Weltcup in Klingenthal

Nur 50 Starter: Skisprung-Qualifikation durch Prolog ersetzt

Die Skisprungqualifikation beim Weltcup in Klingenthal wird durch einen sogenannten Prolog ersetzt. Grund: Es sind nur 50 Springer am Start, eine Quali wäre dadurch ad absurdum geführt worden.

Nach den zwei Trainingsdurchgängen (15.30 Uhr) soll der Prolog am frühen Freitagabend (05.02., 17.30 Uhr) stattfinden. Auf der Startliste des Weltcups stehen nur 50 Teilnehmer, weshalb eine Qualifikation für den Wettkampf der besten 50 Athleten keinen Sinn ergäbe.

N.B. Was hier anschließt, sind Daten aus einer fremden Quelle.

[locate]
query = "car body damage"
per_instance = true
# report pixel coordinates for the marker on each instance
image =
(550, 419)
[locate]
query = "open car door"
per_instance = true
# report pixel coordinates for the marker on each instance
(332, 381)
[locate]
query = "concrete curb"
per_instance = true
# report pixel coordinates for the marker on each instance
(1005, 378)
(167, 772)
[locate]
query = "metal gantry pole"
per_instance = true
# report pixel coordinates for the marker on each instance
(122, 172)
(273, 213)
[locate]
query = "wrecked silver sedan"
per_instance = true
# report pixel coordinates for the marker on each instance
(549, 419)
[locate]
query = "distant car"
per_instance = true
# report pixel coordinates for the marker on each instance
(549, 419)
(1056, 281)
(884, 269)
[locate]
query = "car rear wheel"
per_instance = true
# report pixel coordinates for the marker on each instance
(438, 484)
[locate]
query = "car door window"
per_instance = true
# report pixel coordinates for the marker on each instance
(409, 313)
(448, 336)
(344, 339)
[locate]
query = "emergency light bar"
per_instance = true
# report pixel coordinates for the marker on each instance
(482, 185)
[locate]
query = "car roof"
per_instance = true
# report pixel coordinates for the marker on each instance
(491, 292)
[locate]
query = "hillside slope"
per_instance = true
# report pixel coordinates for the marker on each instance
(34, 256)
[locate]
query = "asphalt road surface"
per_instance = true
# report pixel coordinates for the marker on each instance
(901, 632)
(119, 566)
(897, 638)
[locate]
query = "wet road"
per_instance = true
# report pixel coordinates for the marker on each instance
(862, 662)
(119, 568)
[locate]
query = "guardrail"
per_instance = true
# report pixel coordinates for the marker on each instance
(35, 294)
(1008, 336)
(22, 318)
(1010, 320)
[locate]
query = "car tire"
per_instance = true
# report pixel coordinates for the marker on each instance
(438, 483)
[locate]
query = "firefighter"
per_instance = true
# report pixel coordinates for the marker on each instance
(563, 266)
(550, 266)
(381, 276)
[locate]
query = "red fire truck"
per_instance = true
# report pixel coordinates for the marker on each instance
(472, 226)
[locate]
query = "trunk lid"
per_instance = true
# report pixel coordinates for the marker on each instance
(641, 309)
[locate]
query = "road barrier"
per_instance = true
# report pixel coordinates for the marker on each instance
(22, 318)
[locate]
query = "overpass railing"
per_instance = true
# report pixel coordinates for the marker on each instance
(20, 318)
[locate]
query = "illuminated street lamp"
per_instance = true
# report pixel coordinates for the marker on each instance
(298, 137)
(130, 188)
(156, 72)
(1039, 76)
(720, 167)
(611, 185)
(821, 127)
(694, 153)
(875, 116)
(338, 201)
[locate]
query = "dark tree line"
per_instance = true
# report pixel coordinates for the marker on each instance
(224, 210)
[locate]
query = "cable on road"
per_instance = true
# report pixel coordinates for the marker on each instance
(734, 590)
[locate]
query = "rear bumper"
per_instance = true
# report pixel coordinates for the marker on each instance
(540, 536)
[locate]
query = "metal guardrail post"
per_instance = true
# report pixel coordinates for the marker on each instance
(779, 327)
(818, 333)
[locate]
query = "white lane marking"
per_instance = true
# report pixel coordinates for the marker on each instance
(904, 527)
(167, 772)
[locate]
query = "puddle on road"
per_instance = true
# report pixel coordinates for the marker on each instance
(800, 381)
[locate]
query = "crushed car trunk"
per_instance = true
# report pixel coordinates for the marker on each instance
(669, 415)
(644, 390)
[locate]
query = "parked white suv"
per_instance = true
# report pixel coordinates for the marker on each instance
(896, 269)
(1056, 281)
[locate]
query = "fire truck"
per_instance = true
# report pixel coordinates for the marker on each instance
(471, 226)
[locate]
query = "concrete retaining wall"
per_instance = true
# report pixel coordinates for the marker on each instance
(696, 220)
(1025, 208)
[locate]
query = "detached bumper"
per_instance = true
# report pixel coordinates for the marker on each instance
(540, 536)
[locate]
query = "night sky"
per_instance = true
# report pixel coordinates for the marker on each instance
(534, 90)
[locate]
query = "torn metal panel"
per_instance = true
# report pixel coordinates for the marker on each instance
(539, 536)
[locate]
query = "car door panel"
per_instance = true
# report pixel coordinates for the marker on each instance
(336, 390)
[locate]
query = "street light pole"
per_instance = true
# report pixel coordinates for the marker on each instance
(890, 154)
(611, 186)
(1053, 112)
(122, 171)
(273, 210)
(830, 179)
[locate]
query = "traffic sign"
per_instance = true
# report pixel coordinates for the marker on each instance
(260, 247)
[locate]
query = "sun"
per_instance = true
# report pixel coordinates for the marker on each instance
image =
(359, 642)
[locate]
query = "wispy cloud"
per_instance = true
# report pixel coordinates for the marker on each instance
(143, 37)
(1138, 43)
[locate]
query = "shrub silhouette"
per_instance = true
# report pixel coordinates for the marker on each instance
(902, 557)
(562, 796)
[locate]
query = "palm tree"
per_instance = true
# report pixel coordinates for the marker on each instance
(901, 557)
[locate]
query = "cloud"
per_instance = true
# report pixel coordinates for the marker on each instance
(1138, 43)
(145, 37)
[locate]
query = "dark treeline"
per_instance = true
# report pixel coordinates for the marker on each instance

Schon in Titisee-Neustadt hatten die Veranstalter die Qualifikation ersetzt, weil zu wenig Springer am Start waren. Die FIS kämpft schon seit ein paar Jahren mit sinkenden Teilnehmerzahlen im Skisprung-Weltcup. Selbst bei der bedeutenden Vierschanzentournee, bei der früher 70 bis 80 Springer an den Start gingen, waren diesmal nur rund 60 Athleten in den Qualifikationen dabei.

Sechs DSV-Adler am Start

Bundestrainer Stefan Horngacher setzt in Klingenthal auf sein bewährtes Team. Markus Eisenbichler, Karl Geiger, Pius Paschke, Severin Freund, Constantin Schmid und Martin Hamann werden beim Heim-Weltcup um Weltcuppunkte kämpfen.

Eisenbichler ist nach seinem Podestplatz in Willingen besonders motiviert: "Ich versuche da anzuknüpfen, wo ich in Willingen zuletzt aufgehört habe: stabile, gute Sprünge zeigen und dann schauen, wohin es reicht. Das Podest möchte ich schon wieder angreifen."